RE: [xsl] versioning

Subject: RE: [xsl] versioning
From: "Michael Kay" <mhk@xxxxxxxxx>
Date: Tue, 17 Feb 2004 13:43:44 -0000
As you can imagine, there's been a lot of debate about how to use the
version attribute in the working group, and there's no one solution that
meets all requirements.

One of the aims behind the design that we adopted is that you should be
able to mix 1.0 and 2.0 code. We felt that this was necessary to make
transition as painless as possible. You should be able to include a 1.0
stylesheet module from within a 2.0 module, for example. XSLT 1.0
already allowed parts of the stylesheet to be labeled as "version='2.0'"
so we had to support that. The data models for 1.0 and 2.0 are
different, so an XSLT 1.0 processor won't understand data that's passed
to it by a 2.0 processor, or vice versa. Therefore, a 2.0 processor must
execute 1.0 code according to rules defined in the 2.0 spec, not
according the the 1.0 spec.

So we defined that version='1.0' would invoke processing according to
rules defined in the 2.0 specification, but with backwards compatibility
mode enabled to make the results as consistent as possible with the
results produced by a 1.0 processor, subject to the differences that are
necessary because the data model is different. We also tried to take
into account that the purpose of BCM is to provide a bridge between 1.0
and 2.0, and that both transitions (from 1.0 to 2.0+BCM, and from
2.0+BCM to 2.0) should be as painless as possible.

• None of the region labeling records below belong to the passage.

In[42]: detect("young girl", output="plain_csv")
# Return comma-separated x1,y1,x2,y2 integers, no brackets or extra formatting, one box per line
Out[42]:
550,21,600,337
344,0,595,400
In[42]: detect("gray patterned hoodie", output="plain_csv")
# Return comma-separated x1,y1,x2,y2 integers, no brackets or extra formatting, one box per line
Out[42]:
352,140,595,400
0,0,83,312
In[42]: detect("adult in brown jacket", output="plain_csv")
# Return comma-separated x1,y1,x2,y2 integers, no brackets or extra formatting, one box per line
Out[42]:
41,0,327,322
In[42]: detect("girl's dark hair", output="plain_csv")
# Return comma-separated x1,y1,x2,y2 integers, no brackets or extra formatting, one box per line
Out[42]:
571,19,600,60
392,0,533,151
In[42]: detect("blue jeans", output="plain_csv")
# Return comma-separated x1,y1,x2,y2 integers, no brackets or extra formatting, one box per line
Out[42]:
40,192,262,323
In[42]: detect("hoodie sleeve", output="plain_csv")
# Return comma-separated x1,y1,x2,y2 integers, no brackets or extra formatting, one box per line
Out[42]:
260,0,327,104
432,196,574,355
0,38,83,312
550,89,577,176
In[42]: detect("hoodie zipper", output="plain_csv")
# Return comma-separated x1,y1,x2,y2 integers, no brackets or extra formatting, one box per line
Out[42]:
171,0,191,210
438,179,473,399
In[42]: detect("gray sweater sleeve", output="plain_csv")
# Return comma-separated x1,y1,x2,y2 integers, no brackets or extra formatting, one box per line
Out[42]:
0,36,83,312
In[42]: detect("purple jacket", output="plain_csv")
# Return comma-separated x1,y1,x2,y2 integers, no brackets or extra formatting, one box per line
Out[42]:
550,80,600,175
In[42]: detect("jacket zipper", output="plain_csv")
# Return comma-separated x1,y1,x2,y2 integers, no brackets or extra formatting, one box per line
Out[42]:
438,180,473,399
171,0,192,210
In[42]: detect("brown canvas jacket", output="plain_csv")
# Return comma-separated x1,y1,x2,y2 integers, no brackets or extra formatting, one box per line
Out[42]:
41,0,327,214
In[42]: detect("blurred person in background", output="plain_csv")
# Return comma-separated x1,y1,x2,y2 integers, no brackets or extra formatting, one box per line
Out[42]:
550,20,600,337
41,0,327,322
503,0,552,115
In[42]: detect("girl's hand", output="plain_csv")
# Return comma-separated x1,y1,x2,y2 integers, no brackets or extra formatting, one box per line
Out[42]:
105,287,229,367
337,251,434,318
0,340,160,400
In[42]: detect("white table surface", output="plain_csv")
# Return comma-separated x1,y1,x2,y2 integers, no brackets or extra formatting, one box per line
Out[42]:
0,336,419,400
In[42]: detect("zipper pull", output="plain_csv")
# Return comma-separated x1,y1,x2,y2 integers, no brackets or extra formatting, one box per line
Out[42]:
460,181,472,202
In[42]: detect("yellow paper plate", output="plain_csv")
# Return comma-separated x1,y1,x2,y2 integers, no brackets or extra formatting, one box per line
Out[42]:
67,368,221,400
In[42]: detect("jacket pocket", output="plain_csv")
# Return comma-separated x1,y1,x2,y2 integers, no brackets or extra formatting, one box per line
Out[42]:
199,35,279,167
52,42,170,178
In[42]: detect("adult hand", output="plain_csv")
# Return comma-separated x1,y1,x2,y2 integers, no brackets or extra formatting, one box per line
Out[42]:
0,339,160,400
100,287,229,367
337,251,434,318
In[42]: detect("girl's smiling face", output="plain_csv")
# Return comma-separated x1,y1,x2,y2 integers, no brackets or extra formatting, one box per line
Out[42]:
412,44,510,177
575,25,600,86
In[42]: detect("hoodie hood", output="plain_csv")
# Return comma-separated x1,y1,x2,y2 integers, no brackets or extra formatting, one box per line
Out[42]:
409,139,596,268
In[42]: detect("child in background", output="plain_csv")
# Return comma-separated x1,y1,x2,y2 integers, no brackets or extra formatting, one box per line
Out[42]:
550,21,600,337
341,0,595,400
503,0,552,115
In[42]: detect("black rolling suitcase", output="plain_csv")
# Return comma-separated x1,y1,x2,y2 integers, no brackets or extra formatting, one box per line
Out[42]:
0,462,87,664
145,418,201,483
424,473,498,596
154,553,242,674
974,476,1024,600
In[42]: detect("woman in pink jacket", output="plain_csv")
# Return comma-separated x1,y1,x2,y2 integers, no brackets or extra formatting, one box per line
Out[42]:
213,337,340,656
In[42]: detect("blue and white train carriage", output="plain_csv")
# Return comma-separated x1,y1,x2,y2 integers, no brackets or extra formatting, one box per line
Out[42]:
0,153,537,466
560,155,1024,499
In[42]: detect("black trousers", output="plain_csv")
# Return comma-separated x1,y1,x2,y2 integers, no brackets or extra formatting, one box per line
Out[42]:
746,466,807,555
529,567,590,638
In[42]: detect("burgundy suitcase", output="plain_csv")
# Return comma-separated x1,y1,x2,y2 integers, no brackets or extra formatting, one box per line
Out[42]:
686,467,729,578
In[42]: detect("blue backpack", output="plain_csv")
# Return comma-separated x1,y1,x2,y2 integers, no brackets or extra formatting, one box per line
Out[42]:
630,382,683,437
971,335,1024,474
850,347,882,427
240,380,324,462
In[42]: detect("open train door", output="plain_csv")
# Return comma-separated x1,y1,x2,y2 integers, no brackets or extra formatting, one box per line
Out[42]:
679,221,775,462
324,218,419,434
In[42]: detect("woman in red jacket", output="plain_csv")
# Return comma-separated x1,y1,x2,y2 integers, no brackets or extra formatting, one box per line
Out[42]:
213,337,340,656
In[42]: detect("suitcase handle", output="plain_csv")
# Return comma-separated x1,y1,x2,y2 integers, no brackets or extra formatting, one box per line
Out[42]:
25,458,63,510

Some working group members did argue that specifying version="1.0"
should mean that the stylesheet is guaranteed to be processed according
to the XSLT 1.0 specification. This would essentially mean that a 2.0
processor is required either to reject such a stylesheet or to delegate
its processing to a 1.0 processor. This would allow no mixed-mode
working, and it would mean for example that sections of a 1.0 stylesheet
labeled as version='2.0' would be processed according to the 1.0 spec:
that is, they would error if they contained any 2.0 constructs.

My own experience of migrating real stylesheets has been that there have
been very few problems, and that they have generally related to use of
extensions rather than to facilities in the W3C specs. If anyone does
have any negative experiences of migration, I will be very interested to
hear them (ideally, send them direct to the public-qt-comments@xxxxxx

The idea of creating tools to help in the conversion is an interesting
one, but such tools would be quite tricky to write. They couldn't be
written in XSLT, because they would need to do detailed parsing of the
XPath expressions. For example, one would want to take the XPath
expression "X < Y", do type inference on it, and if there is any
possibility that both X and Y are non-numeric, replace it by the
construct "some $x in X, $y in Y satisfies number($x) < number($y)".
Saxon's approach instead is to give you a warning message if it
encounters such a construct, and allow you to make the change by hand.
(As an indication of how rare these situations are, I found I had to
write new tests to invoke these warnings: they weren't coming up from my
existing XSLT 1.0 test suite).

Michael Kay

> -----Original Message-----
> From: owner-xsl-list@xxxxxxxxxxxxxxxxxxxxxx 
> [mailto:owner-xsl-list@xxxxxxxxxxxxxxxxxxxxxx] On Behalf Of 
> David Tolpin
> Sent: 17 February 2004 09:23
> To: xsl-list@xxxxxxxxxxxxxxxxxxxxxx
> Subject: RE: [xsl] Normalize / Simplify HTML-Tables with 
> row-span / col-span
> > An XSLT 2.0 processor is *not* required to detect every time you do 
> > something that wouldn't have been allowed under 1.0 and 
> reject it if 
> > the stylesheet says version="1.0". That would be far too 
> burdensome, 
> > especially for facilities like this one where it would 
> require extra 
> > information to be maintained at run-time.
> On the other hand, the common software practice has been to 
> honour versioning. For example, XML parsers should use 
> different lexical parsers for XML 1.0 and XML 1.0+Namespaces. 
> Regex-based utilities on BSD flavours of Unix allow to choose 
> between basic and extended syntax; and if basic syntax is 
> chosen, any construct from the extended syntax is an error. A 
> C compiler that supports both K&R C (as described in Version 
> 6 Manual) and ANSI/ISO C is expected to report things which 
> are not traditional when invoked in traditional mode.
> Is 'version="1.0"' a documented hack to quickly use XSLT 1.0 
> stylesheets with an XSLT 2.0 processor without warranty? 
> Would not a transformation expressed in XSLT 2.0 that turns 
> XSLT 1.0 into XSLT 2.0, incorporated in or appended to the 
> specification, be more appropriate for this purpose? Ot is it 
> yet another bit I omitted from the draft?